The PURE Study began with a premise we're all (hopefully) familiar with; over the past 50-60 years we've seen an epidemic of obesity, diabetes and cardiovascular disease in much of the world, especially in countries, like the United States, where many smoke, eat too much of the wrong foods and exercise too little

Let's start with smoking in this country. The CDC published data online from a 2010 study that said over 19% of adult Americans smoked cigarettes. Over a fifth of those aged 18 to 64 were in this group, but only 9.5% of those over 65. Hispanics (12.5%) and Asian-Americans (9.2%) did better than whites or blacks, but over 30% of American Indians and Alaska Natives were smokers.

Smoking percentages went sharply down with more education: 45.2% of those with a GED smoked, 23.8% of those with a high school diploma, under 10% of people who had graduated from college and 6.3% of those with a postgraduate degree.

Similarly those living below the poverty level were more likely to be smoker (28.9%) than those with incomes at or above that level (18.3%).

There's lots of data linking obesity, low-quality diets, and lack of exercise with cardiovascular disease including heart attacks and stroke. How one defines a low-quality diets varies around the world; living here, I thinks it's lots of fast food and little emphasis on fruits and vegetables.

As a young physician I saw many patients who didn't seem to get the message that their unhealthy lifestyle may well have contributed to their cardiovascular disease. When I was 53 my four-year-older brother died of a heart attack. Almost all of the rest of the family lived to 90 or longer, but he had smoked two to three packs of cigarette a day, gained fifty or so pounds and seldom exercised. If I had a heart attack or a stroke and survived, I'd look closely at my risk factors and try to do something about them.

The PURE study following over 150,000 adults (ages 35 to 70) in over 600 urban and rural settings in 17 different countries. This article discussed 7519 participants who had already had either a stroke or coronary artery disease and determined if they had stopped smoking, altered their eating habits and/or gotten more exercise.

The results were striking, but not at all amazing to me. Guess what proportion improved in all three arenas.

4.3%

Over fourteen percent of these post-cardiovascular-event adults didn't take up any of the three logical behavior changes.

That made no sense to me. Could it be genetic pre-programming?
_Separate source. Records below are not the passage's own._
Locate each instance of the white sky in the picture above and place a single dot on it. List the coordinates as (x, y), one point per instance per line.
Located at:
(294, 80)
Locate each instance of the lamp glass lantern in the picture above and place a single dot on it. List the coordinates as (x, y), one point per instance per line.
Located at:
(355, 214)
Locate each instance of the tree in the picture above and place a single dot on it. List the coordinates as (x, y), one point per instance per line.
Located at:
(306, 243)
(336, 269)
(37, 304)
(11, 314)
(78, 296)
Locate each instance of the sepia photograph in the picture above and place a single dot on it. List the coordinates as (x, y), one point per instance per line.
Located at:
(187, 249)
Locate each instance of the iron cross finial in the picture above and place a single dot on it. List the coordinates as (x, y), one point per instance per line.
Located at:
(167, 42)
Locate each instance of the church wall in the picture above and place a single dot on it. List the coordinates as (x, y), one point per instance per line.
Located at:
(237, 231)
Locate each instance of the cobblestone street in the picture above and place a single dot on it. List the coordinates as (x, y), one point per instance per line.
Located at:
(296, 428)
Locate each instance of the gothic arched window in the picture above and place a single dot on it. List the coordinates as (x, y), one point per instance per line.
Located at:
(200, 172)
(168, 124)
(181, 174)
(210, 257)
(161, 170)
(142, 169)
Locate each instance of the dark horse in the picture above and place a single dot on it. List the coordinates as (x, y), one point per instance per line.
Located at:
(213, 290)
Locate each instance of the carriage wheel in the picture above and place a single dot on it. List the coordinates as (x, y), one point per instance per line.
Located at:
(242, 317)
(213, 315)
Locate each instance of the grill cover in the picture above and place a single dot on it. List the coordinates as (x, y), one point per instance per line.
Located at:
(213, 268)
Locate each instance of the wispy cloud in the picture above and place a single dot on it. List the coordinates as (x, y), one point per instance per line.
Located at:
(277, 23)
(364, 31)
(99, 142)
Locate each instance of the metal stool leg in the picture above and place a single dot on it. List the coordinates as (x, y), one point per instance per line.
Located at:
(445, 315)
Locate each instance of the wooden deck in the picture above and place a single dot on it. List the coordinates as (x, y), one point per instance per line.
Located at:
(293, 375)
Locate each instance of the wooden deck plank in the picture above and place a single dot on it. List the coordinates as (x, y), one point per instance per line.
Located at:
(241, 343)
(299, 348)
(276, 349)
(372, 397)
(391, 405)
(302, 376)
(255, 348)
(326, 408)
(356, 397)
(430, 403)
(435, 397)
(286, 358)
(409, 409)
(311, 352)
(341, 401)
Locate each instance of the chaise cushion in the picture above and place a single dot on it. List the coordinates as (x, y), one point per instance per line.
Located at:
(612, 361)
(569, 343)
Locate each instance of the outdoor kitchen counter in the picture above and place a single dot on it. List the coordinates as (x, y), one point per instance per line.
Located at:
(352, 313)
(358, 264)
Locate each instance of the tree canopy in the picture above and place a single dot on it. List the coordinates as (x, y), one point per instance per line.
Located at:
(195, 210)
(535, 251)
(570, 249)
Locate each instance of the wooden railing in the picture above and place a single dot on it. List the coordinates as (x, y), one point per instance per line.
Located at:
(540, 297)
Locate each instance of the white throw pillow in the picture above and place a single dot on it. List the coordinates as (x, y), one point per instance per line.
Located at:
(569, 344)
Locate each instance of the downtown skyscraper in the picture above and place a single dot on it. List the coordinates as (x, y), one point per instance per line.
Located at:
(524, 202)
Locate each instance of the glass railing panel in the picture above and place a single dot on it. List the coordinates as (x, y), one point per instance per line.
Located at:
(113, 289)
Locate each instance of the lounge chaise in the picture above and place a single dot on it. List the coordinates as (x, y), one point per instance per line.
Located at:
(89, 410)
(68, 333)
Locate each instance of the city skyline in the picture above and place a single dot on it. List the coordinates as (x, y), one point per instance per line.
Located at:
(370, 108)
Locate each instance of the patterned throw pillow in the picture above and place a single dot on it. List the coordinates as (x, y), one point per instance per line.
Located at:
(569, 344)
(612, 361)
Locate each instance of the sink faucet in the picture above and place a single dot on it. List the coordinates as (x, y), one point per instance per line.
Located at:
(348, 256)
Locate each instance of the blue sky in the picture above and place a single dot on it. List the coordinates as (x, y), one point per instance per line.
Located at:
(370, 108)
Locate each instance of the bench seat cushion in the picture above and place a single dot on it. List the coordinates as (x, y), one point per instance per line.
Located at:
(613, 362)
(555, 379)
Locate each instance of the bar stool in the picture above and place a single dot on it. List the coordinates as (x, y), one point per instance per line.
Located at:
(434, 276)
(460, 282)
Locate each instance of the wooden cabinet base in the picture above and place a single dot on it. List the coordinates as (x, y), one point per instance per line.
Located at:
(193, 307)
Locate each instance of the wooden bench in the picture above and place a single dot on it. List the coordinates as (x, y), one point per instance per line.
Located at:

Let's look at data on one of the three behaviors.

A rodent exercise machine

A rodent exercise machine

The New York Times had a recent online article titled, "Why we're motivated to Exercise or Not." Scientists at the University of Missouri took ordinary lab rats and put running wheels in their cages; They bred the males and females who were the most active to each other and did the same to those who ran the least. They continued this over ten generations and ended up with two disparate groups: one ran ten times as much as the other.
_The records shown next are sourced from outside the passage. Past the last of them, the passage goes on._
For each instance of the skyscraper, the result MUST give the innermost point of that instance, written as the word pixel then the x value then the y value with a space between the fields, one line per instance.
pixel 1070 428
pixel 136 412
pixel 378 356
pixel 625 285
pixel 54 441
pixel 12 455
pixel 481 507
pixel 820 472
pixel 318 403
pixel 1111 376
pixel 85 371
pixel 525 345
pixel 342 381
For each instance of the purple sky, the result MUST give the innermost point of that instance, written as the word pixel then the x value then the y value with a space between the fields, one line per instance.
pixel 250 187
They examined the physiques of the rodents to see if one group was fat or had poor muscle tone: no significant differences were found. Then they examined genes in the reward portion of the rats' brains; the part that gives motivation to do things because they cause enjoyment. Lots of differences were noted here.
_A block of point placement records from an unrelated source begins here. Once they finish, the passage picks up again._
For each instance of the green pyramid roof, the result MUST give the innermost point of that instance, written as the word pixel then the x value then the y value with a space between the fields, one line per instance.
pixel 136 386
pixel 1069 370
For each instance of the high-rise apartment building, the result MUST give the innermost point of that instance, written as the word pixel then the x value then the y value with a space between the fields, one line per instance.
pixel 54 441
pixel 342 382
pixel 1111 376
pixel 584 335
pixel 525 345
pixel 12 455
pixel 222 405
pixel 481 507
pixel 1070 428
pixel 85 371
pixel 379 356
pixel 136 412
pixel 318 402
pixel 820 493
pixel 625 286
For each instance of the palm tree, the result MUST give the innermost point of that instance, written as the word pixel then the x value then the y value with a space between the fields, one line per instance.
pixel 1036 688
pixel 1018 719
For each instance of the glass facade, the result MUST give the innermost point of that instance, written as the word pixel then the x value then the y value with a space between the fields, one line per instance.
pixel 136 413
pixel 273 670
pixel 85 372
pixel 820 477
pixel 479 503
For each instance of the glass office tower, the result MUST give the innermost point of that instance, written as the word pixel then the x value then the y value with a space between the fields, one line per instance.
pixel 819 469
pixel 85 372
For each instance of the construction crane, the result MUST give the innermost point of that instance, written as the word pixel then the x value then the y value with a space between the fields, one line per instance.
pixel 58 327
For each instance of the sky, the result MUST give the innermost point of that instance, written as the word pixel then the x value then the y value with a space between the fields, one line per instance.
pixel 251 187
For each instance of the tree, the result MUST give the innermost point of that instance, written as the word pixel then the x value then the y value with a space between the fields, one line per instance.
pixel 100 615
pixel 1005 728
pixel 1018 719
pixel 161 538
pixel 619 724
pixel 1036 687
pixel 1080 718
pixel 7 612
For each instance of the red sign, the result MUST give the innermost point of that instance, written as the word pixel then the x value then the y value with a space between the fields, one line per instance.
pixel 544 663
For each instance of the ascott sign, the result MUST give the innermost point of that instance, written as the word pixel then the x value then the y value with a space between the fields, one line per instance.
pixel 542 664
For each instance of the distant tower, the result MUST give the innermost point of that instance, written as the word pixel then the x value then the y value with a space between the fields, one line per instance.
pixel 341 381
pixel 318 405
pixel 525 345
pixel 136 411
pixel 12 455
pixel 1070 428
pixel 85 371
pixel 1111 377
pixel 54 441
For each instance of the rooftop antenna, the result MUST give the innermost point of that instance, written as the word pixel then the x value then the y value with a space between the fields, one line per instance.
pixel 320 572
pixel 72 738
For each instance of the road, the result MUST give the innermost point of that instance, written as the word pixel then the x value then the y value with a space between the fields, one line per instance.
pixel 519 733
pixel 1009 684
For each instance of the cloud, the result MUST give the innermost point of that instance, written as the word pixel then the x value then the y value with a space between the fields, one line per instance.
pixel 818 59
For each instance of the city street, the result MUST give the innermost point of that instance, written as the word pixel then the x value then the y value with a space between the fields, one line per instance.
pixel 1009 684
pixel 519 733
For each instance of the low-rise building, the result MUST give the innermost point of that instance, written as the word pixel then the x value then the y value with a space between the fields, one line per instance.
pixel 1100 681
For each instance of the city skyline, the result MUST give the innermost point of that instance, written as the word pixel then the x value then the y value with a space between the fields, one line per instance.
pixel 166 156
Does that mean those of us who exercise do so because we're genetically predisposed to do so and the rest are doomed to be sluggards?

The lead investigator, Dr. Frank Booth, thinks it's quite probable that humans have a genetic motivation to exercise or not. But he's quoted as saying his results "are not meant to be an excuse not to exercise."

And that's without having the added incentive of having had a heart attack or a stroke.

What does it take to change our habits of a lifetime?